アニマルスピリットは、元々は、イギリスの経済学者であるジョン・メイナード・ケインズ(1883/6/5-1946/4/21)が「雇傭・利子および貨幣の一般理論(1936年)」の中で述べた有名な言葉です。

具体的には、経済活動の多くは、合理的動機に基づいて行われますが、一方で将来の収益を期待して事業を拡大しようとする、必ずしも合理的には説明できない不確定な心理を「アニマルスピリット」としています。

昨今のアニマルスピリット

アニマルスピリットは、昨今においては、2009年に米国の著名経済学者であるジョージ・A・アカロフとロバート・J・シラーが発表した共著「アニマルスピリット-人間の心理がマクロ経済を動かす」で再定義されています。

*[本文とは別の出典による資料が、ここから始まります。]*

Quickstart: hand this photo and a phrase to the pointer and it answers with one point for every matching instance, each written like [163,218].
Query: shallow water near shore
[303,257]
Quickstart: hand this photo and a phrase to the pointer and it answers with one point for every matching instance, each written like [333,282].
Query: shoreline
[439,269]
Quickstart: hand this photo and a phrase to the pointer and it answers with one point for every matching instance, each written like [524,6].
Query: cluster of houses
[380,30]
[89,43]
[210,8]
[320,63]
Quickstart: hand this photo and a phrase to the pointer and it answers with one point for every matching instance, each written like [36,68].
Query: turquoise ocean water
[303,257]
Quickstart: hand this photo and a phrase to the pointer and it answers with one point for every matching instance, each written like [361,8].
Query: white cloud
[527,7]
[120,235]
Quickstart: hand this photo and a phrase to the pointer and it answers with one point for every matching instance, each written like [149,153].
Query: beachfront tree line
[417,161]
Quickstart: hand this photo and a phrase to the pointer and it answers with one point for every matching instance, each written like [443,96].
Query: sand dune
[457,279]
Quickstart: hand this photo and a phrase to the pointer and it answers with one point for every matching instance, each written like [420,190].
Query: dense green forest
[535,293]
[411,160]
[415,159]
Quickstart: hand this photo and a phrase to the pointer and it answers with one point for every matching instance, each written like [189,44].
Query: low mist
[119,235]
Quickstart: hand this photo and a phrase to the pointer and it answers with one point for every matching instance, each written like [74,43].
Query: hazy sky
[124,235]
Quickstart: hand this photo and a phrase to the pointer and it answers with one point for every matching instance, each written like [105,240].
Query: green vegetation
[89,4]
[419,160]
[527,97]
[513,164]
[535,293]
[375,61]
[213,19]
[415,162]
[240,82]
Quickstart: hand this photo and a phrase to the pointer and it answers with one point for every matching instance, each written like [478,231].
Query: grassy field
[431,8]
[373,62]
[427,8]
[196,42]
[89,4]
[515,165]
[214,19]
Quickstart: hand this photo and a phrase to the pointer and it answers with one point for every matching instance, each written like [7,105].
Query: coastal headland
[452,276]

本著では、これまで多くのケインズ解釈者らによって無視されがちだった、経済現象の説明における心理的要因を重視すると共に、従来の経済学が想定する合理的経済人の行動原理からすると非合理的な心理的・感情的要因全般を「アニマルスピリット」としています。

また、本著が指摘するアニマルスピリットには、以下の5つの側面を持つとしています。

●安心(安心かどうかという印象)
●公平(公平に扱われているかに対する反応)
●腐敗と背信(違法でないとしても相手を騙すような意図を持った行動)
●貨幣錯覚(インフレやデフレを正しく織り込まずに名目の金額で損得を判断する現象)
●物語(物語をもとに物事を考えること)

アニマルスピリットの使用例

本用語(アニマルスピリット)は、経済や産業、投資などの記事で、たまに使われています。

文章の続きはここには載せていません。